第5話 ネヴァー・スプリング②

 暗い昼が終わり、徐々に空が明るみ始める。

 三階の教室にいた私はその光景をゆったりと眺めながらそろそろ帰ろうかなと立ち上がった。

 私の手には1冊の本。図書室から出る時、時間潰しのために適当に取ったんだけど、これが思いのほか退屈な中身だった。

 でも、不思議。つまらなかったはずなのに、物質的な紙をめくる感覚だけは私にとってはすごく新鮮な刺激だったから。


 薄くとも、確かに存在する紙の厚み。ページをめくるたびに聞こえてくる紙のこすれる音。ちょっとした年月を感じさせる本の香り。

 静かな教室にたった一人で本を読む。ただそれだけで、私は世界から切り取られたみたいにすべてのことが忘れられた。


 だから総合的に言えば、悪くない体験だった。

 それなりの満足感を得た私は、読み終えた本を持って図書室に帰るために教室から出る。でも、


「まだ、……いるよね」

 私は少しだけためらった。図書室に行けば、また春のあの強い瞳が待っている気がして。

 だけどこの本を借りたまま帰るわけにもいかない。いや、別にそれでもいいのかもしれないけど、ちゃんと手続きをしていない以上はきちんと元の場所に返すべきだと思う……でも。

 そんなわけで五分くらい本を返すかどうか迷った後、私は仕方なく図書室へと向かいこっそりと扉を開けた。中は静かすぎるほどに静かで、人の気配なんて全然感じない。
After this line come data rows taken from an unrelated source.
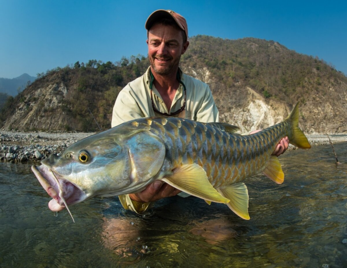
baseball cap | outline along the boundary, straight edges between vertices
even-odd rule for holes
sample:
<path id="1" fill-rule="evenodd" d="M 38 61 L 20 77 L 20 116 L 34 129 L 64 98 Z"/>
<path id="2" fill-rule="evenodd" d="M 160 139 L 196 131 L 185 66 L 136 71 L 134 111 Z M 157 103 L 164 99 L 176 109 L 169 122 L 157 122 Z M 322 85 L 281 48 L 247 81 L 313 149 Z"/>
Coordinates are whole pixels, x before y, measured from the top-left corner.
<path id="1" fill-rule="evenodd" d="M 158 19 L 163 17 L 172 18 L 175 20 L 181 29 L 183 30 L 186 34 L 187 40 L 188 40 L 188 26 L 187 25 L 187 21 L 186 19 L 178 13 L 177 13 L 174 11 L 165 9 L 158 9 L 155 10 L 150 15 L 147 20 L 145 24 L 145 28 L 148 31 L 151 28 L 153 24 Z"/>

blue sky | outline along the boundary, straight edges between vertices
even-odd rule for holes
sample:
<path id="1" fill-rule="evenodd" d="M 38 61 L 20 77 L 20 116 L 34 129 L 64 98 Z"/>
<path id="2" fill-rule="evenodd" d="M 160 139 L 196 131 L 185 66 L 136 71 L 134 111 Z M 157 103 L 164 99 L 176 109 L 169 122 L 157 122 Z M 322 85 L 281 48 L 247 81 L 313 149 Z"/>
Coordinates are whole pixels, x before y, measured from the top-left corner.
<path id="1" fill-rule="evenodd" d="M 272 40 L 347 74 L 345 0 L 170 2 L 0 0 L 0 77 L 146 55 L 144 23 L 161 9 L 184 16 L 189 37 Z"/>

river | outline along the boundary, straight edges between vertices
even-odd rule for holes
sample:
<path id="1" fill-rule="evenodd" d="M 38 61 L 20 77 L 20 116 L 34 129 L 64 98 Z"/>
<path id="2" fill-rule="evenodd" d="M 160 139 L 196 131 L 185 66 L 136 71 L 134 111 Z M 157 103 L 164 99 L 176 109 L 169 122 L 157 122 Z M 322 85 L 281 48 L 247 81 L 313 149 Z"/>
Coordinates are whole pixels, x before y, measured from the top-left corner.
<path id="1" fill-rule="evenodd" d="M 281 185 L 246 183 L 251 219 L 194 197 L 156 202 L 139 216 L 116 198 L 54 215 L 28 164 L 0 163 L 0 266 L 347 267 L 347 142 L 280 157 Z"/>

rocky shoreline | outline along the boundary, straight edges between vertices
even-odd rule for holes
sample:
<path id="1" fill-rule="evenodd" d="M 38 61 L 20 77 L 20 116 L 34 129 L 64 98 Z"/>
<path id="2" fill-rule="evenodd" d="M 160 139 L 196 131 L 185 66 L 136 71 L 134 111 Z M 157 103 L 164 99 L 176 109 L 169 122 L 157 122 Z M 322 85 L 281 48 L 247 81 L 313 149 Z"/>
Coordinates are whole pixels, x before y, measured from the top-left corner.
<path id="1" fill-rule="evenodd" d="M 0 161 L 39 162 L 51 154 L 58 155 L 69 146 L 94 133 L 66 132 L 0 132 Z M 312 145 L 329 144 L 326 135 L 306 135 Z M 346 134 L 329 135 L 333 143 L 347 141 Z M 290 149 L 294 147 L 290 145 Z"/>

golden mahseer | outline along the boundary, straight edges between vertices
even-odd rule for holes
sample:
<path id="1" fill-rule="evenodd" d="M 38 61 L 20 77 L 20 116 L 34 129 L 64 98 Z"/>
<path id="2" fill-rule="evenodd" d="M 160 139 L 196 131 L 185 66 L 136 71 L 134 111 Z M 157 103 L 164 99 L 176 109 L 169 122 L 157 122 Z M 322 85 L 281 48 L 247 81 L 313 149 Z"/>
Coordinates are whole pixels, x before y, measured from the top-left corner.
<path id="1" fill-rule="evenodd" d="M 298 119 L 297 103 L 281 122 L 245 136 L 222 123 L 136 119 L 81 140 L 32 169 L 53 198 L 49 207 L 53 211 L 66 207 L 70 213 L 68 205 L 96 196 L 139 192 L 159 180 L 208 204 L 225 204 L 248 219 L 245 179 L 262 172 L 283 182 L 281 164 L 272 154 L 286 136 L 295 146 L 311 148 Z"/>

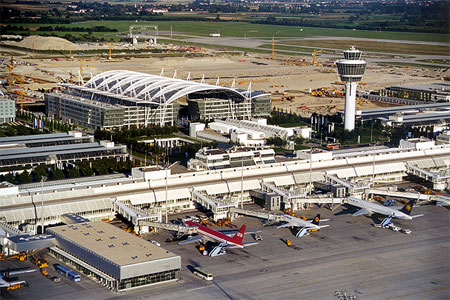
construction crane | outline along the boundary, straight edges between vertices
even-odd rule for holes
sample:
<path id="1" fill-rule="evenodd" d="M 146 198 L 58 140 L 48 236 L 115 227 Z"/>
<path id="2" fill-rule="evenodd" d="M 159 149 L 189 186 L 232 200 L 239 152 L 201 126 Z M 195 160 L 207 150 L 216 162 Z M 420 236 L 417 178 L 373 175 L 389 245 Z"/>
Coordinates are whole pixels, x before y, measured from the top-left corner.
<path id="1" fill-rule="evenodd" d="M 19 78 L 19 95 L 20 95 L 19 96 L 19 103 L 20 103 L 20 110 L 23 110 L 23 95 L 25 95 L 25 92 L 22 89 L 24 80 L 25 79 L 23 78 L 23 76 L 21 76 Z"/>
<path id="2" fill-rule="evenodd" d="M 272 36 L 272 59 L 275 56 L 275 37 Z"/>
<path id="3" fill-rule="evenodd" d="M 313 64 L 313 66 L 317 65 L 317 62 L 316 62 L 317 53 L 320 53 L 322 51 L 323 51 L 323 49 L 313 50 L 313 53 L 312 53 L 312 56 L 313 56 L 313 63 L 312 64 Z"/>
<path id="4" fill-rule="evenodd" d="M 108 60 L 112 60 L 112 57 L 111 57 L 111 49 L 112 49 L 112 45 L 111 45 L 110 43 L 106 43 L 106 45 L 109 46 L 109 56 L 108 56 Z"/>
<path id="5" fill-rule="evenodd" d="M 11 59 L 9 61 L 9 65 L 6 66 L 6 68 L 8 69 L 8 92 L 11 92 L 12 89 L 12 70 L 14 70 L 14 55 L 13 52 L 11 51 Z"/>

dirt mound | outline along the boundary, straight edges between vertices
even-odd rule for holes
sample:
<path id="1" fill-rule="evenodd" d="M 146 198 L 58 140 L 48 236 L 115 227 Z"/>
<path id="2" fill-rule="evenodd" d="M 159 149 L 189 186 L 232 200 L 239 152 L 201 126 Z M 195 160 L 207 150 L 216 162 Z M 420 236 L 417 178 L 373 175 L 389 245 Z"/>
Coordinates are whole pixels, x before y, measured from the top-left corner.
<path id="1" fill-rule="evenodd" d="M 80 50 L 78 45 L 59 37 L 43 37 L 33 35 L 24 38 L 16 44 L 18 47 L 35 50 Z"/>

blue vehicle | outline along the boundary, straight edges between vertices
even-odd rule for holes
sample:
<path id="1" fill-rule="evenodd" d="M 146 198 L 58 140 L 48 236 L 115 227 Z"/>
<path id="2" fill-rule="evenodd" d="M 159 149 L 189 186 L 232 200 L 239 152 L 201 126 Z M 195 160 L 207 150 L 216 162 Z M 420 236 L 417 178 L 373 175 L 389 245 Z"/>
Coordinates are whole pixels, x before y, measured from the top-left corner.
<path id="1" fill-rule="evenodd" d="M 64 275 L 65 277 L 69 278 L 72 281 L 78 282 L 81 281 L 81 276 L 78 273 L 75 273 L 74 271 L 70 270 L 67 267 L 64 267 L 63 265 L 56 265 L 55 270 L 60 273 L 61 275 Z"/>

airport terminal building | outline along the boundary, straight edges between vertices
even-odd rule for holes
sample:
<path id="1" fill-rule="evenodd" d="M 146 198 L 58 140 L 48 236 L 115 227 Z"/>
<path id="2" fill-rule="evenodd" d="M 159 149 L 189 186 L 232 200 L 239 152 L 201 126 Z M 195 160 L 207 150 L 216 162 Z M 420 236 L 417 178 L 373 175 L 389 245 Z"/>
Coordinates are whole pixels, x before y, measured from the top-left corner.
<path id="1" fill-rule="evenodd" d="M 117 291 L 176 280 L 181 257 L 111 224 L 82 222 L 52 227 L 50 252 Z"/>
<path id="2" fill-rule="evenodd" d="M 107 71 L 45 95 L 48 116 L 91 129 L 175 125 L 180 101 L 191 120 L 269 116 L 269 94 L 133 71 Z"/>

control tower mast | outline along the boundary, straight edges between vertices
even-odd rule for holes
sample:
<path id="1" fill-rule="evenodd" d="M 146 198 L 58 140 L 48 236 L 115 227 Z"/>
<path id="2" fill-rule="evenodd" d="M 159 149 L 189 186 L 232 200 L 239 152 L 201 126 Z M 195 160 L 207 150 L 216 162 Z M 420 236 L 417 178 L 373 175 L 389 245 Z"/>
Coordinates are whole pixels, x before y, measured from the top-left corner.
<path id="1" fill-rule="evenodd" d="M 344 59 L 336 62 L 341 81 L 345 82 L 344 129 L 355 129 L 356 86 L 361 81 L 367 63 L 361 60 L 361 51 L 352 46 L 344 51 Z"/>

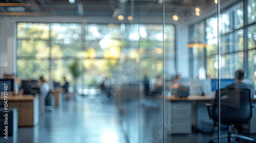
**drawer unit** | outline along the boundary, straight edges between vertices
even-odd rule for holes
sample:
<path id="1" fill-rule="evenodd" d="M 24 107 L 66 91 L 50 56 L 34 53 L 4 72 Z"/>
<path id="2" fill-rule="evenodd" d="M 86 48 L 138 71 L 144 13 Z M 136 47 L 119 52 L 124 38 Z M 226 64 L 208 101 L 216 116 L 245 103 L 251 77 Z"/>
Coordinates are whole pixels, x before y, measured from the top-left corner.
<path id="1" fill-rule="evenodd" d="M 189 110 L 173 110 L 174 118 L 190 118 L 191 112 Z"/>
<path id="2" fill-rule="evenodd" d="M 191 104 L 185 102 L 174 102 L 173 103 L 173 109 L 191 109 Z"/>
<path id="3" fill-rule="evenodd" d="M 189 118 L 175 119 L 173 120 L 173 133 L 187 133 L 191 132 L 191 124 Z"/>
<path id="4" fill-rule="evenodd" d="M 172 102 L 171 134 L 189 134 L 191 132 L 191 103 Z"/>

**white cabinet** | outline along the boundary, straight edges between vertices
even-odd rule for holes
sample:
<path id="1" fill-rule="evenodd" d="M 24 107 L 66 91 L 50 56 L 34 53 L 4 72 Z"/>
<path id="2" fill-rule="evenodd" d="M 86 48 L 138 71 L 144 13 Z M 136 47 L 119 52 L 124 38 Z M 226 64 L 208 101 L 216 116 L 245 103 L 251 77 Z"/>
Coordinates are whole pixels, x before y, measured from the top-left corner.
<path id="1" fill-rule="evenodd" d="M 250 133 L 256 133 L 256 107 L 252 108 L 252 116 L 250 121 Z"/>
<path id="2" fill-rule="evenodd" d="M 190 134 L 191 132 L 191 103 L 171 102 L 171 134 Z"/>

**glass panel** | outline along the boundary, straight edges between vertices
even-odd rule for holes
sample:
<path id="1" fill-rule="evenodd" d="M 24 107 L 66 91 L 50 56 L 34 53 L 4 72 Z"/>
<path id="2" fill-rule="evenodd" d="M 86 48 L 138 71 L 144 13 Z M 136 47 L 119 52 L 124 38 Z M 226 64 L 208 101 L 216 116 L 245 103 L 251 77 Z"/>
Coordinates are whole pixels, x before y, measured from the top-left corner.
<path id="1" fill-rule="evenodd" d="M 240 30 L 222 36 L 224 54 L 243 51 L 244 48 L 244 32 Z"/>
<path id="2" fill-rule="evenodd" d="M 240 2 L 222 13 L 221 34 L 232 31 L 244 26 L 243 5 L 243 2 Z"/>
<path id="3" fill-rule="evenodd" d="M 256 50 L 248 51 L 248 66 L 249 79 L 253 81 L 253 84 L 256 85 Z"/>
<path id="4" fill-rule="evenodd" d="M 206 53 L 207 56 L 217 54 L 217 17 L 212 17 L 206 19 L 205 32 L 207 43 Z"/>
<path id="5" fill-rule="evenodd" d="M 255 22 L 256 21 L 256 2 L 254 0 L 248 0 L 247 8 L 248 23 Z"/>
<path id="6" fill-rule="evenodd" d="M 248 28 L 248 48 L 256 48 L 256 26 L 252 25 Z"/>
<path id="7" fill-rule="evenodd" d="M 17 60 L 17 77 L 22 80 L 38 80 L 41 76 L 49 79 L 48 60 L 20 59 Z"/>
<path id="8" fill-rule="evenodd" d="M 234 79 L 234 72 L 243 68 L 243 52 L 224 55 L 221 58 L 221 78 Z"/>

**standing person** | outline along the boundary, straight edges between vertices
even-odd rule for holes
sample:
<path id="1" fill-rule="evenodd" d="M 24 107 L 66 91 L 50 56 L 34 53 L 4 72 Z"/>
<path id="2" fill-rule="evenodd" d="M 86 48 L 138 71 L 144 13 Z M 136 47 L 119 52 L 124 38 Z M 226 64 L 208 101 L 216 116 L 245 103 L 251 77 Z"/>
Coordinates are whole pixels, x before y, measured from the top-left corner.
<path id="1" fill-rule="evenodd" d="M 40 87 L 40 93 L 44 98 L 46 98 L 48 92 L 50 91 L 50 86 L 45 80 L 43 76 L 39 79 L 39 86 Z"/>
<path id="2" fill-rule="evenodd" d="M 4 74 L 4 79 L 13 79 L 13 95 L 17 95 L 19 94 L 19 86 L 16 82 L 16 79 L 14 78 L 14 74 L 8 75 L 6 74 Z"/>
<path id="3" fill-rule="evenodd" d="M 148 91 L 150 90 L 150 80 L 146 76 L 144 77 L 143 79 L 144 91 L 146 93 L 146 96 L 148 96 Z"/>
<path id="4" fill-rule="evenodd" d="M 61 87 L 63 89 L 63 94 L 65 99 L 68 99 L 70 98 L 69 96 L 69 83 L 67 81 L 66 77 L 63 77 L 63 80 L 64 80 L 64 85 Z"/>
<path id="5" fill-rule="evenodd" d="M 153 94 L 161 94 L 163 91 L 163 80 L 162 76 L 157 76 L 157 80 L 154 84 Z"/>
<path id="6" fill-rule="evenodd" d="M 47 96 L 50 92 L 50 85 L 46 82 L 43 76 L 39 79 L 38 86 L 40 87 L 39 101 L 39 110 L 40 113 L 44 113 L 46 111 L 46 104 Z"/>
<path id="7" fill-rule="evenodd" d="M 243 82 L 245 77 L 245 71 L 243 69 L 238 69 L 234 73 L 235 83 L 227 86 L 226 88 L 246 88 L 250 90 L 251 99 L 253 98 L 254 94 L 254 89 L 253 84 L 246 84 Z M 234 125 L 234 128 L 237 129 L 240 134 L 242 134 L 244 128 L 243 124 Z"/>
<path id="8" fill-rule="evenodd" d="M 248 88 L 250 91 L 251 99 L 253 98 L 254 94 L 254 88 L 253 85 L 244 83 L 245 77 L 245 71 L 243 69 L 238 69 L 234 73 L 235 83 L 227 86 L 225 88 Z"/>
<path id="9" fill-rule="evenodd" d="M 62 87 L 62 88 L 64 89 L 64 92 L 67 93 L 68 92 L 69 89 L 69 83 L 67 81 L 67 79 L 65 77 L 63 77 L 63 80 L 64 80 L 64 85 Z"/>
 ほっと一息ついて私が図書室へと一歩踏み込んだその時、


「おかえり」

 突然どこからか春の声が聞こえた。


「ひゃい!?」

 ビックリし過ぎて私は謎の悲鳴をあげる。


 振り向くと、春は入り口の扉の横に座り込んでやっぱり本を読んでいた。

 何が人の気配はないだ、こんなにも近くにいてその存在を感じ取れないとか残念過ぎる。というか春の存在感薄すぎ!


「ちょっと、いるなら声をかけてよ!」

 私は八つ当たり気味に声を強める。


「え? いや、あの、だから声をかけたんだけど」

 そして私のお馬鹿な返事にキョトンとした顔で春は答えた。


「あ、ごめん。そうだよね、ビックリしちゃってつい」

 私は自分の非を素直に認めて頭を下げていた。それは、彼の瞳にさっきのような力強さが消えていたからかもしれない。

 というか、少し、弱々しい?


「あれ、転んでぶつけたところまだ痛いの? なんか元気ないみたいだけど」

 そんな春を見て私は思わず心配する。


「いや、もう大丈夫だよ。─────治まったからさ」

 治まった? そんなに痛かったのかな。


「それじゃあ私、そろそろ帰るから。アナタも準備してね」

 私は借りていた本を元の場所に戻して春にも帰宅を促す。


「え、僕も?」


「そうよ、だって私が帰った後にアナタが悪さをしないとも限らないんだから。管理者である私が帰るなら春も帰るのが当然でしょ?」


「ちぇ、さっきまでこっちを放っておいたくせによく言うよ」

 春は少しだけ不服そうに、だけどそれ以上に素直に後片付けを始める。歴史のコーナーに積んであった本も迷わずに全て元の場所に戻していた。


「────ねえ、やっぱり君の名前、教えてよ」

 春は本を片付け終わったのか私のもとへ戻ってそんなことを言ってきた。

 私は少しだけ悩んで、別にこれ以上引っ張るようなことでもないかと諦める。


未蕾みらい。未だ蕾と書いて未蕾よ。どう? 中々に皮肉でしょ?」

 ちょっとだけ自嘲気味に自分の名前を紹介する。

 だけど春は笑って、

「はは、それなら僕の方が皮肉が効いてるよ。ほら、『春』なんて失われて久しいだろ? 君の名前、僕は素敵だと思うよ、未蕾」

 ごく当然のように、私の名前を呼び捨てにしていた。